Mandela. Havel. Walesa. Not an iota of shame, but all integrity, courage, and honor of the highest order obtained in their prison-before-the-presidency route. The very antithesis to the Lula, Zuma, Park way.
The latter three though can find some soothing consolation, indeed, a working template for extrication – redemption is too noble for application here – in contemporary Filipino political experience.
Joseph Ejercito Estrada was ousted from the presidency through a people’s revolt in 2001; charged, tried and convicted for plunder; and sent to prison – okay, confined to his farm in the mountains of Rizal province. And then pardoned by his successor Gloria Macapagal-Arroyo in 2007.
In the 2010 presidential elections, the convicted plunderer Estrada came close to winning back the presidency, landing second to eventual winner BS Aquino III. He has since sat as duly elected Manila mayor.  
Tells you as much of Erap’s charm – no, charisma is too sacred a word to apply here – as to the gullibility – no, idiocy is too strong a word – of the Filipino voters.  

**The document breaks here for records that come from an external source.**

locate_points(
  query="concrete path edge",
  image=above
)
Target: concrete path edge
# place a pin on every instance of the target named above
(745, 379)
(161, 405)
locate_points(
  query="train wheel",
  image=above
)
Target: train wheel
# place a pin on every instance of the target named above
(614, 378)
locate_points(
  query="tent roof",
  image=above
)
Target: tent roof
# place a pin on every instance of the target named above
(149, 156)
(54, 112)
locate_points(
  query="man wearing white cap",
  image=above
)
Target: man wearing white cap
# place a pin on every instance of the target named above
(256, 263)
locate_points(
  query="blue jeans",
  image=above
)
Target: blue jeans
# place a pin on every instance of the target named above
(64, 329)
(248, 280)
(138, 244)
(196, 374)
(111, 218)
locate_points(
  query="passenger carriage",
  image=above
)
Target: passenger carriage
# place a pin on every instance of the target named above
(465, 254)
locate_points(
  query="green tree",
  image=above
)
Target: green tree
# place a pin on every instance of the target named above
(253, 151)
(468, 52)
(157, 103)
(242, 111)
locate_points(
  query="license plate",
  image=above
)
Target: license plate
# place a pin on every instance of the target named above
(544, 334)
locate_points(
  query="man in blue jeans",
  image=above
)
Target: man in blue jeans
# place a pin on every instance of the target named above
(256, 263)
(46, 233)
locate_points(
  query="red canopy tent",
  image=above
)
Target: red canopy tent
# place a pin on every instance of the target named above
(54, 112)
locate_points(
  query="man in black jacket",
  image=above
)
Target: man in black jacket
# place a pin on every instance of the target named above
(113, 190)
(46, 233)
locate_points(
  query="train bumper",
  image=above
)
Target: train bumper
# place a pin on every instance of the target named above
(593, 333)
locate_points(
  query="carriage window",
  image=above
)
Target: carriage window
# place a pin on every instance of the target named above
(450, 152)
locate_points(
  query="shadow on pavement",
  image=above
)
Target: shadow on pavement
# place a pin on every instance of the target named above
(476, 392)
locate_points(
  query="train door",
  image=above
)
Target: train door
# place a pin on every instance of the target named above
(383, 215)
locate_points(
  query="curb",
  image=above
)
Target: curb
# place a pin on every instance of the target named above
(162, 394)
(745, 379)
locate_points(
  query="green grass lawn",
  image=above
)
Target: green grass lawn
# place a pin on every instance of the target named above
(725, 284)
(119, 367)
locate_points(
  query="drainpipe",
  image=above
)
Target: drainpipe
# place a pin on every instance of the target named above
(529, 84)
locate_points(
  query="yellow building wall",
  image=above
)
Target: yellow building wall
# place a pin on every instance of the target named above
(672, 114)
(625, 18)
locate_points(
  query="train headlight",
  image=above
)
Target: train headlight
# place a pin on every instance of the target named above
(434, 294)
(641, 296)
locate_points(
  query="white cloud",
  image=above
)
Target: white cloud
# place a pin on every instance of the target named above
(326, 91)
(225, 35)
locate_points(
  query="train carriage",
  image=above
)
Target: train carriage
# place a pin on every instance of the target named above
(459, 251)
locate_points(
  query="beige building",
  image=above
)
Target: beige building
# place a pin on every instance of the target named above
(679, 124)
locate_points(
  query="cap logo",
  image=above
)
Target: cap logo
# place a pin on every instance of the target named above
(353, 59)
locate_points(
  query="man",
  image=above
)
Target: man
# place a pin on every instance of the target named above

In turn, Macapagal-Arroyo was charged with plunder for allegedly diverting P366 million in Philippine Charity Sweepstakes Office intelligence funds intended for charity use for her personal gain during her term as president.
Even as she won the Pampanga 2nd district congressional seat after stepping down from Malacanang, and re-elected to the House in 2013, GMA spent most of her first two terms on hospital arrest at the Veterans Memorial Medical Center. She was released within the first month of Rodrigo Duterte’s assumption of the presidency, the Supreme Court on a 11-4 vote junking the plunder case and is now on her third and final term as congresswoman.        
Only in the Philippines?
For the disgraced presidents, there’s no harm in trying. Absolutely. As in power and its concomitant corruption.